Dogs, typical companion animals, are known to age 7 times more quickly than humans. Reportedly, the number of dogs currently raised is approximately 6.7 million in Japan and approximately 17.64 million in the USA. Rabies shots as well as combined vaccines such as quintuple, septuple, or octuple combination shots are generally available, leading to decreased rates of highly lethal infections including canine parvovirus infection, canine distemper infection, canine parainfluenza virus infection (kennel cough), canine adenovirus type 2 infection (kennel cough), canine infectious hepatitis, canine coronavirus infection, and leptospirosis. An average dog life-span has therefore been increased, and 7-year-old or older dogs account for 35.5% of the total number of pet dogs. The causes of death such as cancer, hypertension, and heart disease are ever increasing in dogs, as in humans. In the USA, approximately 4 million dogs are yearly diagnosed with cancers. Also in Japan, approximately 1.6 million dogs allegedly have some potential tumor. Checkup examination, however, is not very common in companion animals, unlike humans. This leads to the late detection of disease. In most cases, their owners notice pets' symptoms for the first time after tumors have already become large, and then visit animal hospitals. If such large tumors are malignant, even surgical therapy (e.g., surgical operation) or medication using anticancer agents or the like is very often too late to cure the tumors. Tumors confirmed by veterinarians to be malignant are generally treated with anticancer agents without surgery. Even in the case of performing surgery, it is required to secure surgical margins or to take stringent measures for surgery such as measures against the spread of blood or cells during surgery. Desirably, treatment with anticancer agents is initiated immediately after surgery, and a follow-up is also performed at short intervals. Thus, the medication using therapeutic drugs for cancers is also essential for the cancer-affected companion animals. A detection method, if any, for assaying a disease-related gene or protein of a certain kind of cancer permits more effective treatment than ever and is advantageous both for owners and for veterinarians.

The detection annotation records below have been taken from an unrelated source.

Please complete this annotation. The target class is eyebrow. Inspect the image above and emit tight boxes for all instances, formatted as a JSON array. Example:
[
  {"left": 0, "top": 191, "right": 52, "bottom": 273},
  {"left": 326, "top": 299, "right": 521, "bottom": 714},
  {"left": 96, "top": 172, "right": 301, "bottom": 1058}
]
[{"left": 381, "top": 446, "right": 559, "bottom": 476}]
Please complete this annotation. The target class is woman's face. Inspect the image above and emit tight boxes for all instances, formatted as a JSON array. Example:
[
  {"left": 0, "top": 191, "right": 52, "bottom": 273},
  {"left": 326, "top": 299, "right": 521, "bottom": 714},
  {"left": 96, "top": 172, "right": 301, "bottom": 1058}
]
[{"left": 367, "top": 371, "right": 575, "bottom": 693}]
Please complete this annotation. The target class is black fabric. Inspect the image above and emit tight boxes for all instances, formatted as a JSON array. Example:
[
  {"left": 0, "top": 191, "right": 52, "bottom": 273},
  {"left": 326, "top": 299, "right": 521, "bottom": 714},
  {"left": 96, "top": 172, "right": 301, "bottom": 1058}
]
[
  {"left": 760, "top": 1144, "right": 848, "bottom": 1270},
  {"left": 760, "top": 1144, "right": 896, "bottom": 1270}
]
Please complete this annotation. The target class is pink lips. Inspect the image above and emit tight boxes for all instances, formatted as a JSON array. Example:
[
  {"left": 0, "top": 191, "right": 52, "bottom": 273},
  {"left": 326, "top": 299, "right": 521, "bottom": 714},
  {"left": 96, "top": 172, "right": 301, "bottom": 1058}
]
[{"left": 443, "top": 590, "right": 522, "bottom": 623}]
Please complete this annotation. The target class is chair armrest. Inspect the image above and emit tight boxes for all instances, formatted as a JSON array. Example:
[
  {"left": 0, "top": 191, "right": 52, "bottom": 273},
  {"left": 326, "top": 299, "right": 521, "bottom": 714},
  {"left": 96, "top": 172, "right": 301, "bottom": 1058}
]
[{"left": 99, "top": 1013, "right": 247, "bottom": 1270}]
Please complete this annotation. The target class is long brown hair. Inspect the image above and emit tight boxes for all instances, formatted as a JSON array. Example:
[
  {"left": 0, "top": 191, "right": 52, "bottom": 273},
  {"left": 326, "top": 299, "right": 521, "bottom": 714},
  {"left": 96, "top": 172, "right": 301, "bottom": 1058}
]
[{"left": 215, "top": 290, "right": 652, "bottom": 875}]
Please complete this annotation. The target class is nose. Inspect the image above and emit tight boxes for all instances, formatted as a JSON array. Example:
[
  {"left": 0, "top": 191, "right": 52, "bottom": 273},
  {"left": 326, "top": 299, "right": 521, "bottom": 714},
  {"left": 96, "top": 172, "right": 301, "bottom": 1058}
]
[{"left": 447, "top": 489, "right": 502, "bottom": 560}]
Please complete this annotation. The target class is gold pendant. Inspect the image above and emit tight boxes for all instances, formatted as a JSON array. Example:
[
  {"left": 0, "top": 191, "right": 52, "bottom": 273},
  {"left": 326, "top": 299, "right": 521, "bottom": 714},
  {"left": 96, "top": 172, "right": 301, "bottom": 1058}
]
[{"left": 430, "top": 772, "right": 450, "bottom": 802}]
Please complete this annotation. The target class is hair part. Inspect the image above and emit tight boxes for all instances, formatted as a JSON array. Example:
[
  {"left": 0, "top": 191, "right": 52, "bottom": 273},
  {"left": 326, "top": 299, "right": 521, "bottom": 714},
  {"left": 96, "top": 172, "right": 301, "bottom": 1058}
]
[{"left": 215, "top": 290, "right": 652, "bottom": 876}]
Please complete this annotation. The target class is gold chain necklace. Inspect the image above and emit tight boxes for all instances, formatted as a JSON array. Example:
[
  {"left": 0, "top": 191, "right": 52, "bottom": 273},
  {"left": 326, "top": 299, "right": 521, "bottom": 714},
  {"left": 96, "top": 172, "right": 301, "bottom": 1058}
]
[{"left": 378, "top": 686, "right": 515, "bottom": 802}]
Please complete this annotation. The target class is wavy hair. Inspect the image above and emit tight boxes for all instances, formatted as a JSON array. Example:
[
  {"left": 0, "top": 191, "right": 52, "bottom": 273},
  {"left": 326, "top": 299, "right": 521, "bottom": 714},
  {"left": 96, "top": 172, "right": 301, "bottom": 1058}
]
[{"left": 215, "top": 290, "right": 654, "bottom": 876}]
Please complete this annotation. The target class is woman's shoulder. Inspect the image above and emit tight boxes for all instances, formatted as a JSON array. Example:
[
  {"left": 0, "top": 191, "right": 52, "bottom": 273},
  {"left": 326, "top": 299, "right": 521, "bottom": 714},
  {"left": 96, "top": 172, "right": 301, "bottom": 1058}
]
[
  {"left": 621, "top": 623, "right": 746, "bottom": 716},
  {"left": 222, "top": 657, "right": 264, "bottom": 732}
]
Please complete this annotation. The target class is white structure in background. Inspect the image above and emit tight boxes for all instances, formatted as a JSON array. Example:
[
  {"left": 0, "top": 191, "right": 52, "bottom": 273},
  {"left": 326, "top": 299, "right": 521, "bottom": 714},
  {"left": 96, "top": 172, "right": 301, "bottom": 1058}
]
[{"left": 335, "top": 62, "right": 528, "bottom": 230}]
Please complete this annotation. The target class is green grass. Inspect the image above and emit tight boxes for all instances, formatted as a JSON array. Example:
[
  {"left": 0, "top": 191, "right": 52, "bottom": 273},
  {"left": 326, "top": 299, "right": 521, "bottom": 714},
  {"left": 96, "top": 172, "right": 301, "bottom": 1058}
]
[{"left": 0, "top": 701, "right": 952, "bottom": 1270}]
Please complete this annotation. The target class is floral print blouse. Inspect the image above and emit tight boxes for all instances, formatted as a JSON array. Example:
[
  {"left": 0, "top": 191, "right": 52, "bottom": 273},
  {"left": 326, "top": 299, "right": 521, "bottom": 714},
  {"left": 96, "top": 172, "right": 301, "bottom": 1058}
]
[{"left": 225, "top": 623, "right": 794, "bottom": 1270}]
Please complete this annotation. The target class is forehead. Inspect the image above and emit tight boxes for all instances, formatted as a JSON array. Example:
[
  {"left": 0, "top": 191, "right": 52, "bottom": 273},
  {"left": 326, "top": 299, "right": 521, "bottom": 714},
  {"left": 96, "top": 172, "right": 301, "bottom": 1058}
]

Cytoplasmic- and proliferation-associated protein 1 (CAPRIN-1) is an intracellular protein known to be expressed upon activation or cell division of resting normal cells and to form cytoplasmic stress granules with intracellular RNAs to participate in the regulation of transport and translation of mRNAs. Meanwhile, it has been found that: CAPRIN-1 is highly expressed on the membrane surface of breast cancer cells; and an antibody against CAPRIN-1 exerts strong antitumor effects on breast cancer cells (Patent Literature 1). According to another report, the expression of CAPRIN-1 in a patient-derived sample can be measured using an antibody binding to CAPRIN-1 expressed on cell surface to thereby detect a cancer and to evaluate the grade of the cancer (Patent Literature 2). Specifically, the report states that a plasma membrane protein CAPRIN-1 may serve as a target for cancer treatment or the like. As mentioned above, due to the diversity of cancer patients, it is required to test the presence of CAPRIN-1 in a cancer patient-derived sample for determining the administration of a CAPRIN-1-targeting therapeutic drug, for example, an antibody. Nonetheless, there exists no report on a method for detecting CAPRIN-1 for the application of such a specific therapeutic drug, or there exists no reagent for detecting a cancer using a cancer patient-derived sample.